David Edenfield, 59, is scheduled to stand trial May 4 for the slaying of Christopher Michael Barrios, whose body was found wrapped in a trash bag by a roadside a week after he went missing from a mobile home park in March 2007.

Edenfield will be the first of three suspects to be tried in the slaying. His adult son, George Edenfield, and wife, Peggy Edenfield, have also been charged in the case.

Attorneys for David Edenfield on Thursday asked the Glynn County judge to move the trial to the middle part of Georgia because "unprecedented news media coverage" of the slaying had made it impossible for Edenfield to have a fair trial on the coast.

"As we move closer to trial, you have to believe you will have such a media frenzy and circus-like atmosphere that the (jurors) will be tainted," said defense attorney James Yancey Jr.

Superior Court Judge Stephen Scarlett ruled the trial will stay in Brunswick, but he decided to select the jury in Hazelhurst, located in rural Jeff Davis County 90 miles to the northwest.

The judge scheduled jury selection to being April 20. Jurors would then travel to Brunswick for what could be a lengthy trial.

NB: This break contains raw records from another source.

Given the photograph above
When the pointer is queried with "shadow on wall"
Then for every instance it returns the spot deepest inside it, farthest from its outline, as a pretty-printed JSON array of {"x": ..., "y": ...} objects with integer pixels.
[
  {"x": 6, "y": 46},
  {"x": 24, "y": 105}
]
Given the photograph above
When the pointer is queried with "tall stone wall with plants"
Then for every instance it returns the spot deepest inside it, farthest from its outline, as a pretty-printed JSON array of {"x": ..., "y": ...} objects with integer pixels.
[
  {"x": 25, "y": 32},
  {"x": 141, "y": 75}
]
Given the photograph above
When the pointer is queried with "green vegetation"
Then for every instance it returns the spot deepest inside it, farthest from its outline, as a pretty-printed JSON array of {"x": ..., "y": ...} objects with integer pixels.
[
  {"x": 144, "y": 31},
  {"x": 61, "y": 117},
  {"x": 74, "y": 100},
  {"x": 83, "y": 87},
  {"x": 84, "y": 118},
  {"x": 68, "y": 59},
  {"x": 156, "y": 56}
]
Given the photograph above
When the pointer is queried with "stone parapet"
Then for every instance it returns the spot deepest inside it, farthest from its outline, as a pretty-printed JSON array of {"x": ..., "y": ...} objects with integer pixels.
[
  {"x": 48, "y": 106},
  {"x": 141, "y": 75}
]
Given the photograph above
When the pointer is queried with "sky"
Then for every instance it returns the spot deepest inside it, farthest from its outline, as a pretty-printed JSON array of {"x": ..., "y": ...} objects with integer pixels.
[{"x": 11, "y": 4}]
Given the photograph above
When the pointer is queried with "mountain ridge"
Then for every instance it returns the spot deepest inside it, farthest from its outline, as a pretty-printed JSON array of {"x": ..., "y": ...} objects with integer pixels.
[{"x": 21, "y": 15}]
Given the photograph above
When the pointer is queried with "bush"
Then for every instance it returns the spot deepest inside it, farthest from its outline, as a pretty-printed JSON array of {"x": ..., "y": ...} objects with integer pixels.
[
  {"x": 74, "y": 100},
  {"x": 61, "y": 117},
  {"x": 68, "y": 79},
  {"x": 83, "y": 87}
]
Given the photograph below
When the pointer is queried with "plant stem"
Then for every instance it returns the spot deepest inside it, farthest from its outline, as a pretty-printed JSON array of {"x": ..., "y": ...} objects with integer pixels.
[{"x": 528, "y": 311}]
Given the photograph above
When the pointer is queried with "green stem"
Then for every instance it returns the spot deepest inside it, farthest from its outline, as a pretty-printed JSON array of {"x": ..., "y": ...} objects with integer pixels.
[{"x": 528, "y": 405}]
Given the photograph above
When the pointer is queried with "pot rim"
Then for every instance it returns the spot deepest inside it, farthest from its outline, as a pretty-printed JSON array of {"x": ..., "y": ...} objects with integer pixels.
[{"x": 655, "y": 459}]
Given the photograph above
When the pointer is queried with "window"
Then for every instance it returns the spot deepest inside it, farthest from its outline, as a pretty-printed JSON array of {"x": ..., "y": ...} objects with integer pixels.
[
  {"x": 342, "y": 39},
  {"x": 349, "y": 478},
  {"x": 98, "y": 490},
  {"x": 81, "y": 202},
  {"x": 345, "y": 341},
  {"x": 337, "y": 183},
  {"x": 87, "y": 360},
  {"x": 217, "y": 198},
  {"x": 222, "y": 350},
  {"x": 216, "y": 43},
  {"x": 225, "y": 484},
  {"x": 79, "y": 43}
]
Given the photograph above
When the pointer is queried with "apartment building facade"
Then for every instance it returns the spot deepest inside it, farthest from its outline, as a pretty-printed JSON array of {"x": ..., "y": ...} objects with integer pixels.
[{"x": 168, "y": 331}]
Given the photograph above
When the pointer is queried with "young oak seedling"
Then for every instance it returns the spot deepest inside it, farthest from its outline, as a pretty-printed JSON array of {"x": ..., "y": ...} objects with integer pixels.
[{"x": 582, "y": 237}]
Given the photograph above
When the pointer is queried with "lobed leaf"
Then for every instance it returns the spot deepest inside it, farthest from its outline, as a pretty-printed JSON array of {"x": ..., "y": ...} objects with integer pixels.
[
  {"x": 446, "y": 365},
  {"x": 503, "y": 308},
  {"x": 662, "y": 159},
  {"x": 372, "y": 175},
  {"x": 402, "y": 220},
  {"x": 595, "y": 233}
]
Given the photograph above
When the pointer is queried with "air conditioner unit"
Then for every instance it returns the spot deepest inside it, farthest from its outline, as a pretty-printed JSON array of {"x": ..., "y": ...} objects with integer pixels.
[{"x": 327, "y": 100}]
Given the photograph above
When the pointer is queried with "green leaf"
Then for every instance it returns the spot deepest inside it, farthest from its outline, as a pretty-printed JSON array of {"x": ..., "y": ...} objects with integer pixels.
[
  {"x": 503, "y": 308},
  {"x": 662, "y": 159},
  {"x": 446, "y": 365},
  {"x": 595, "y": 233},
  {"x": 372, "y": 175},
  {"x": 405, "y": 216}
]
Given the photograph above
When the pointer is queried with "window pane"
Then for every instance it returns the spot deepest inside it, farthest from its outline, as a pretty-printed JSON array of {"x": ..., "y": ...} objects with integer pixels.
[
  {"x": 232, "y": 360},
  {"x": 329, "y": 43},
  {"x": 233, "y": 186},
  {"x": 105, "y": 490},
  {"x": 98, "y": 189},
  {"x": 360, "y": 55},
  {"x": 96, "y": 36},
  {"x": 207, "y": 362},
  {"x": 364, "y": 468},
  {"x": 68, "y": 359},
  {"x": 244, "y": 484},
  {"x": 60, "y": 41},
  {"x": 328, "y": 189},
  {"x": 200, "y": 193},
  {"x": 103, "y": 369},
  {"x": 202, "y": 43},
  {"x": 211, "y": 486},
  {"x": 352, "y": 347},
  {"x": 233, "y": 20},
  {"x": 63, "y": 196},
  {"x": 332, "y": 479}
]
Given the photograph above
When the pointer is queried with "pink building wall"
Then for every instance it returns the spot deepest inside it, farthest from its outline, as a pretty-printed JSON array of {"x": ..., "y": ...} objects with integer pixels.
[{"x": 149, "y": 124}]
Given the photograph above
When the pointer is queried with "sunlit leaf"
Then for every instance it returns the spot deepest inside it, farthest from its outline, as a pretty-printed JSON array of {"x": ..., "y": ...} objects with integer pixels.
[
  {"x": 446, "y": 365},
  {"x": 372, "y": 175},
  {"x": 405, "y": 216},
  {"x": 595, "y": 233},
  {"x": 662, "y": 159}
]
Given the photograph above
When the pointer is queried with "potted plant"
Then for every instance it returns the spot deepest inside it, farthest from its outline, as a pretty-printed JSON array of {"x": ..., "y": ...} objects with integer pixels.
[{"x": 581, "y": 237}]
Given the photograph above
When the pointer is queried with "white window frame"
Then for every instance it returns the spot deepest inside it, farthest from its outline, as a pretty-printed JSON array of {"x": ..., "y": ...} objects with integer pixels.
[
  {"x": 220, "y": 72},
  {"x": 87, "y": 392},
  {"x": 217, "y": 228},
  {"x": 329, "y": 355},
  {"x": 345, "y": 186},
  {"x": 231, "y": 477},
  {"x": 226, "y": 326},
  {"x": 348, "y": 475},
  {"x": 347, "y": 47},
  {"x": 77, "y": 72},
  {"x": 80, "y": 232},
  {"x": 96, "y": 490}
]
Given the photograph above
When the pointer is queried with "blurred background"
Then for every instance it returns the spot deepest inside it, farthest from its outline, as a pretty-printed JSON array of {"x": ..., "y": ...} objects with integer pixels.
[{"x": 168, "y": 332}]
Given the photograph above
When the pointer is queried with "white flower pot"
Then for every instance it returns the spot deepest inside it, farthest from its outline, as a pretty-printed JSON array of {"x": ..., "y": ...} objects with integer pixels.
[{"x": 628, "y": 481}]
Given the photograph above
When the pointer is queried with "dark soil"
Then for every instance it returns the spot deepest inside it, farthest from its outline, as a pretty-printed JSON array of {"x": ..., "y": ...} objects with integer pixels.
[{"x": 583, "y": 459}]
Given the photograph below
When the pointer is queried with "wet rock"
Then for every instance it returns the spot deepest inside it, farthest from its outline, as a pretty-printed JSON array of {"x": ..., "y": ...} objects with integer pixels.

District Attorney Stephen Kelley said he expected prosecutors would need a week to present their case, followed by Edenfield's defense.

Prosecutors say the Edenfields, who lived across the street from Christopher's grandmother, lured the boy into their mobile home March 8, 2007. They say David and George Edenfield took turns sexually assaulting the boy before choking him to death. Peggy Edenfield is accused of watching them do it.

She avoided a possible death sentence by agreeing to testify against her husband and son, in exchange for prosecutors seeking a life sentence.

Kelley said bringing outside jurors to Brunswick and paying for them to stay in hotels would be less expensive than moving the trial to another city.

"The problem with that is the local people don't get to see the trial and you've got to pay the motel bills for tons of witnesses, court personnel, bailiffs and sheriff's deputies," Kelley said. "The juries in most death penalty cases are sequestered, so you've got to pay hotel costs for the jury anyway."

Kelley said judges have imported a jury, rather than moved the trial, in several other cases his office has prosecuted.

George Edenfield, a convicted child molester, still faces civil proceedings to determine if he's mentally competent to stand trial for the boy's slaying. Peggy Edenfield faces an automatic life sentence and, if convicted, would have to serve 30 years in prison before she was eligible for parole.